Das "Mädchen für alles" ist ein Mann

Seit 2009 ist Siegmar Krahl Zeugwart bei den Kickern des FC St. Pauli / Trotz Umzug nach Hamburg hält er enge Verbindung nach Itzehoe

Dresden ist ein rotes Tuch für so manchen Fan des FC St. Pauli. Was die meisten nicht wissen: Ein Dresdener gehört seit Jahren zum Funktionsteam des Kiezclubs und sitzt dort bei Heimspielen am Millerntor regelmäßig mit auf der Bank. Siegmar Krahl ist seit 2009 Zeugwart bei St. Pauli.

Den Job bei den Hamburgern hat er allerdings nicht seiner früheren Tätigkeit bei Dynamo Dresden zu verdanken, sondern seinem Engagement als Betreuer beim Itzehoer SV. St. Paulis damaliger Team-Manager Siegfried Dous, der auch schon Vorsitzender beim ISV war, hatte Krahl dazu ermutigt sich beim FC zu bewerben, weil Kult-Zeugwart Claus „Bubu“ Bubke aus Altersgründen aufgehört hatte. Neben Dous gab es noch weitere Fürsprecher für Krahl beim Kiezclub: Kapitän Fabian Boll kannte ihn aus Itzehoer Zeiten und Torhüter Patrik Borger hatte mit Krahls Sohn Rene beim VfR Neumünster zusammen gespielt. Die Bewerbung war erfolgreich und für Krahl wurde aus seinem Hobby Beruf.

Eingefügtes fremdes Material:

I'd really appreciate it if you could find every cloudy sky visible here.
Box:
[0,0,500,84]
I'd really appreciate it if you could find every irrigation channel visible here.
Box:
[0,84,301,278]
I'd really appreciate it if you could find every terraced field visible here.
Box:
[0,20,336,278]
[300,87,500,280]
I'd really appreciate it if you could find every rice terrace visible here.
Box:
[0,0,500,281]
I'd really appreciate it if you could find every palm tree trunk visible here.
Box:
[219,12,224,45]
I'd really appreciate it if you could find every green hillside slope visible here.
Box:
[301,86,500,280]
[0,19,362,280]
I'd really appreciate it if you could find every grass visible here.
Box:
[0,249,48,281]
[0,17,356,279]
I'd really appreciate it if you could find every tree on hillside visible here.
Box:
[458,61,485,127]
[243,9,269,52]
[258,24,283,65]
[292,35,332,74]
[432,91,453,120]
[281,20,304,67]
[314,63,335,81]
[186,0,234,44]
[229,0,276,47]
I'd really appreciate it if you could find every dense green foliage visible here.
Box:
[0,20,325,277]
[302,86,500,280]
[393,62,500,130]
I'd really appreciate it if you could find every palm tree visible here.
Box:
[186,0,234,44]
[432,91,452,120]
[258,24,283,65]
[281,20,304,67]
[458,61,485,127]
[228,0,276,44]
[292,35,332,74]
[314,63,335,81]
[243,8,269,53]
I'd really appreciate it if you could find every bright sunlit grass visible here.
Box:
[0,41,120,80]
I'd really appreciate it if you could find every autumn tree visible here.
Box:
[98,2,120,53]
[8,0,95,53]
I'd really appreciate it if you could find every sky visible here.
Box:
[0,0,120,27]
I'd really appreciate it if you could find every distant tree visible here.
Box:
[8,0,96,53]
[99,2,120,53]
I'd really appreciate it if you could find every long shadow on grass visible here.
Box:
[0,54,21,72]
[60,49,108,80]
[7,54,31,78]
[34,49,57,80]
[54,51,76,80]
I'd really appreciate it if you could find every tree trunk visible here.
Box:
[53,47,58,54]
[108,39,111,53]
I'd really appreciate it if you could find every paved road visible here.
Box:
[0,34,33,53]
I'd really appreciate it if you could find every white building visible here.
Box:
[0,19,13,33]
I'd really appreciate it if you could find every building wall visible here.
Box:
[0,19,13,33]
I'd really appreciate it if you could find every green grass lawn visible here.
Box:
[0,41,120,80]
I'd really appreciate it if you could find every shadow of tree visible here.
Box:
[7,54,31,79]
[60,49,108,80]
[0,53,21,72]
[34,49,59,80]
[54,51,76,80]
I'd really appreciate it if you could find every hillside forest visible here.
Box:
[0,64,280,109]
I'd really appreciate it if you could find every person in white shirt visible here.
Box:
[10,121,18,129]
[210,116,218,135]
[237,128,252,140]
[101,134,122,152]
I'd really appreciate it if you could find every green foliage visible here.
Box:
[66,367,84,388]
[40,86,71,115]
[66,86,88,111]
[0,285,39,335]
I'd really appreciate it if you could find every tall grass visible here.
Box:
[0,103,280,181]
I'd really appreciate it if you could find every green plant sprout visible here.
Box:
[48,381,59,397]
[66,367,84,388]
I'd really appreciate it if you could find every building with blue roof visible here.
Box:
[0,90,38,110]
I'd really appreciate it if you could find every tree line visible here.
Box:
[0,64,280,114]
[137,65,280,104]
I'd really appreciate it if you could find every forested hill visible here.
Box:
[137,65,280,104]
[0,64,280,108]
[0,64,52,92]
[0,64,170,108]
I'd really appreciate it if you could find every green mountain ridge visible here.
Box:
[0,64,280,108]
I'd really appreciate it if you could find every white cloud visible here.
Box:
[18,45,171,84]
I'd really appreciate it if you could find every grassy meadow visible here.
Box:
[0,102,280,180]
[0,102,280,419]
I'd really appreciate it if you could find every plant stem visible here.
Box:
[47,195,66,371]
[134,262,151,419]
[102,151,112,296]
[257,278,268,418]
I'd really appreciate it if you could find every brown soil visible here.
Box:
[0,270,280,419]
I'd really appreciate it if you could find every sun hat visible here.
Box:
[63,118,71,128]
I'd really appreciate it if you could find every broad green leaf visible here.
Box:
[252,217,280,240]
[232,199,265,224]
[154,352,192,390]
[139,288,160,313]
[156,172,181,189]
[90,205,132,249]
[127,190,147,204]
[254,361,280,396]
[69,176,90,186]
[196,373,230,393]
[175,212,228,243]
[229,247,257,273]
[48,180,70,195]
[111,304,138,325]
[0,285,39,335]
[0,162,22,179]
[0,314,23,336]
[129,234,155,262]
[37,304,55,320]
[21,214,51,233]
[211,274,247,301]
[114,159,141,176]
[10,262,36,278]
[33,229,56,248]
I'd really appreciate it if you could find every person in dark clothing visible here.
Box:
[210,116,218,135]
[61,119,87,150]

Seine Herkunft kann Siegmar Krahl auf dem St. Pauli Trainingsgelände an der Kollaustraße jedoch nicht verbergen. Sein sächsischer Dialekt hat ihm dort schon so manchen Spruch eingebracht. „Das ist natürlich Spaß und lockert die Stimmung auf“, ist der ehemalige Dresdener nicht nachtragend. Krahl kam 1990 nach der Wende in den Westen. „Ich bin mit meiner Familie gleich nach der Grenzöffnung quasi auf blauen Dunst hierher gekommen.“ Krahl hatte Glück und fand Arbeit im öffentlichen Dienst beim Kreis Steinburg. Der ehemalige „Elternbeirat“ von Dynamo Dresden, wo Sohn Rene in der Knaben- und Schülermannschaft seine Fußballer-Ausbildung erhielt, trieb natürlich auch in Steinburg die fußballerische Entwicklung des Sohnes voran. Zunächst beim 1. FC Lola und dann beim Itzehoer SV. So wurde die Störstadt zur zweiten Heimat des Sachsen.

„Mit jungen Leuten zu arbeiten, ist das Beste, was man tun kann“, sagt Krahl. Das ist für ihn bis heute so. Der Umgang mit den Spielern des FC St. Pauli hält den 63-Jährigen jung. Schon beim ISV hatte er ein Auge auf die Wäsche der Spieler geworfen. Auf dem Lehmwohld sorgte er dafür, dass die Trikots der Spieler immer tip-top waren. „Das ist natürlich kein Vergleich mit dem, was bei St. Pauli abgeht, hier laufen die Waschmaschinen den ganzen Tag“, lacht Krahl, der auch die Spinde der Spieler bestückt. „Dabei erlebst du schon mal eine Überraschung, wenn es bei dem einen oder anderen wie Kraut und Rüben aussieht.“ Das Gegenteil gefalle ihm natürlich wesentlich besser.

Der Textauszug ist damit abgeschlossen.